神婆說︰「時間差不多,收台。」眾人收台,收拾好,我逐個輸功力,輸完功力各自回家。女兒夫妻和兒子夫妻,繼續吸收寶石功力,媽和丈母娘拿寶珠練功,我和三個女人入房間,三個女人去沖涼,我坐著運功。三個女人沖完涼,我收功去衛生間,去完衛生間沖涼,沖完涼馬上跟三
個女人練功,練完功,陪三個女人玩,玩完三個女人去沖涼,我繼續運功。三個女人沖完涼出來,江雪英說︰「乖乖去沖涼。」我收功去衛生間,去完衛生間沖涼,沖完涼出來,家人在聊天。我望著女兒,女兒說︰「老豆,我怎麼啦?」老婆說︰「你老豆要你留在家里。
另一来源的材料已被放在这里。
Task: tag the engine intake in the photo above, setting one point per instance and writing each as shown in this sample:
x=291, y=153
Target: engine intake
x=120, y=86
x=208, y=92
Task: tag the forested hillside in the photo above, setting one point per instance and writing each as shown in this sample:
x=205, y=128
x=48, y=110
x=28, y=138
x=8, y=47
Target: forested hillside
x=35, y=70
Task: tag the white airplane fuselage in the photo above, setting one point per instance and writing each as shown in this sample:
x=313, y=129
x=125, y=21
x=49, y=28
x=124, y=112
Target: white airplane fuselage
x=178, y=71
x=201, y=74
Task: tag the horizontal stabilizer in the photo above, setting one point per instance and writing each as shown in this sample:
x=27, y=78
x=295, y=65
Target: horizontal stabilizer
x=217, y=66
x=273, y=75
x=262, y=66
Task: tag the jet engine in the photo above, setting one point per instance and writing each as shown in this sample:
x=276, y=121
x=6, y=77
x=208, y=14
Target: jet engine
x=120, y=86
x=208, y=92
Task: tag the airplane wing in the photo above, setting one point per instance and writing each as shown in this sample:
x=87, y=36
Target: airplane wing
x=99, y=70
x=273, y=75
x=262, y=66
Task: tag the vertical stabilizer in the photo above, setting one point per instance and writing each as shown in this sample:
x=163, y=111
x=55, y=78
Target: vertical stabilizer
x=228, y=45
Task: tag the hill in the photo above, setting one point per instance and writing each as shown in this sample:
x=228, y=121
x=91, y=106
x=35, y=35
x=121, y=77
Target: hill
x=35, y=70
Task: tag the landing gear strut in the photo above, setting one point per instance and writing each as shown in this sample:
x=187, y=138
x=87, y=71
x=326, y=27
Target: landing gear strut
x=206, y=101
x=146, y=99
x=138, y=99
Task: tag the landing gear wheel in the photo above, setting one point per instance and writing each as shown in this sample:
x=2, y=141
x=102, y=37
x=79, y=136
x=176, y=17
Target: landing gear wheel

」女兒過來拉我,神婆說︰「嫂子不用緊張,現在寶貝和心肝,完全得到乖乖的真傳。我沒有生過孩子,不知道生孩子會怎樣,但嫂子和美人生過孩子,當時你們也不會這樣緊張吧?」媽笑起來,家人跟著笑起來,笑完江雪英說︰「嫂子,媽說得對,不要自己嚇自己,生孩子是平常事,我和你實在太緊張寶貝。」老婆笑,家人跟著笑,笑完一家人食早餐,邊食邊聊。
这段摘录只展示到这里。